While working on a prototype machine learning system in Python (v3.10.6), I hit a concurrency deadlock that seemed at first to be impossible. This is the story of that bug.
1 The Architecture
The problem I’m solving involves iterating over more data than can fit into memory, doing some non-trivial processing of each data item — call this step 1 — and then integrating those outputs together in a non-trivial way — call this step 2. Both memory and cpu cycles are potential bottlenecks.
I could shape the system in different ways, but I’m trying out an architecture where a pool of worker processes does step 1, which is cpu-bound, and then uses a shared queue to send its data to another process to do step 2, integrating the output together. This is inspired by the actor model of handling concurrency: Basically, there is no shared memory outside of message passing, which is done by process-safe queues.
Here’s the process and data flow layout:
Here’s some pseudocode to capture this architecture, with the Queue in blue and the Pool in orange:
from multiprocessing as mp
Process = mp.Process
# Load the data.
data_list = read_input()
# Make the writer process/queue.
writer_q = mp.Queue()
def writer_f():
global writer_q
# Process each message in the
# queue, stopping when we get
# a message == 'STOP'.
for msg in iter(writer_q.get, 'STOP'):
write_msg_into_data(msg)
writer_proc = Process(target=writer_f)
writer_proc.start()
# Process the data.
with mp.Pool(num_cores) as p:
# The process_one_input() fn
# processes an input datum
# and put()s the output to
# writer_q.
p.map(process_an_input, data_list)
# Before we use the result,
# ensure the queues are done.
writer_q.put('STOP')
writer_proc.join()
That’s pretty close to the actual code I was running, leaving out extraneous code.
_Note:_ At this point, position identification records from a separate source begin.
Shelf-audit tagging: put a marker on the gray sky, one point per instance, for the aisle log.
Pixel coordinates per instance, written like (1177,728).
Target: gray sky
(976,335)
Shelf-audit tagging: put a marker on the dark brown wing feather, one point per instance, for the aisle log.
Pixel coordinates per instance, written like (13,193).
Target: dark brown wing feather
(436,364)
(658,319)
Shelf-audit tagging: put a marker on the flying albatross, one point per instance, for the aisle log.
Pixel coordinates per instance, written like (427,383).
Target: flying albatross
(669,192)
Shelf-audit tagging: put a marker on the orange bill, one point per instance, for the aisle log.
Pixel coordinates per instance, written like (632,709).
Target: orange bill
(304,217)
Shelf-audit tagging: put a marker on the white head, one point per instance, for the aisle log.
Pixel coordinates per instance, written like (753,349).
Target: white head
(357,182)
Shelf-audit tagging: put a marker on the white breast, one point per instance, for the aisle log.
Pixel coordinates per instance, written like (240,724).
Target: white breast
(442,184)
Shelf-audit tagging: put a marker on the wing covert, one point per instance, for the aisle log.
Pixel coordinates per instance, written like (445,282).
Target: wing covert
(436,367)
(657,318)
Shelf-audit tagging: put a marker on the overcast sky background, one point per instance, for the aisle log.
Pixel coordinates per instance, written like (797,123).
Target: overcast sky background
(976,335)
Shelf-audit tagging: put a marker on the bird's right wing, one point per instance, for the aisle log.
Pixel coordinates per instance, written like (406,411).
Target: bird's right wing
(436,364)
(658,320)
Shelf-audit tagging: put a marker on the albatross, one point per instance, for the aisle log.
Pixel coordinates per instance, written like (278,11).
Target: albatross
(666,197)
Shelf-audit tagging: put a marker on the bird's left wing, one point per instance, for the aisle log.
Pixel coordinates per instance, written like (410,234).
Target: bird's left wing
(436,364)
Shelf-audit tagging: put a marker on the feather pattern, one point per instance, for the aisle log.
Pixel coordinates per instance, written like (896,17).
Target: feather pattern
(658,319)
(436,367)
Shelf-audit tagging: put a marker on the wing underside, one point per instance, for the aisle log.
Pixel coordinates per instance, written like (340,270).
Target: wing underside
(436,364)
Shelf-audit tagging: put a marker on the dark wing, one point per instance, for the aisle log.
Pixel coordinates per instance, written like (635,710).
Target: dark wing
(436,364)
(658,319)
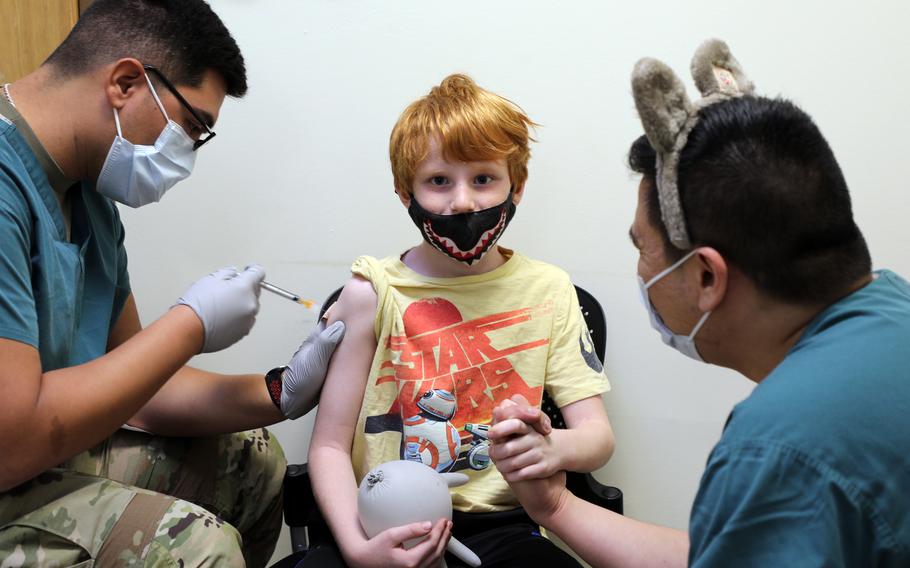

Hint 1: If you deeply grok Python’s multiprocessing module, then the above is enough information for you to see the bug.
Hint 2: Otherwise, I suspect you can’t figure it out by looking at
that code. It is, in my opinion, not a simple typo or silly mistake.
For example, sharing writer_q
as a global is
legitimate.
2 What Wasn’t Working
Sometimes the code would work as intended, and other times — often — it froze on the last line:
writer_proc.join()
3 Investigating the Problem
I tried many things before fully understanding what was broken. I’ll start by listing the truly helpful steps I took, then explaining the source of the problem, and finally — since I think this is also helpful to other coders — I’ll list other steps I took that turned out to be unnecessary, but might be helpful in other situations.
3.1 Helpful Steps
- Use the source.
- You can read the source of a standard library module to help understand what’s happening under the hood.
- The
multiprocessing
module is internally made up of many source files — some of them in Python, and some in C. Luckily, I was able to learn most of what I needed without diving deeply into the C. - Here are two techniques you can use to find the location of your system’s Python standard library:
# In your shell, print out locations
# where python finds library imports:
$ python3 -c 'import sys; print("\n".join(sys.path))'
(prints out a list of directories)
# One of those dirs, probably near the
# top of the list, contains your
# standard library files.
# In Python's REPL, see the location
# actually used for a particular
# module import:
$ python3 -v
(lots of output you can ignore)
>>> import multiprocessing
# /usr/lib/python3.10/multiprocessing/
_pycache__/__init__.cpython-310.pyc
matches /usr/lib/python3.10/
multiprocessing/__init__.py
…
# The example above tells us my
# standard library is (mostly) at
# /usr/lib/python3.10/MODULE_NAME.
- I added some debug prints in the source to help understand exactly where the code was stuck.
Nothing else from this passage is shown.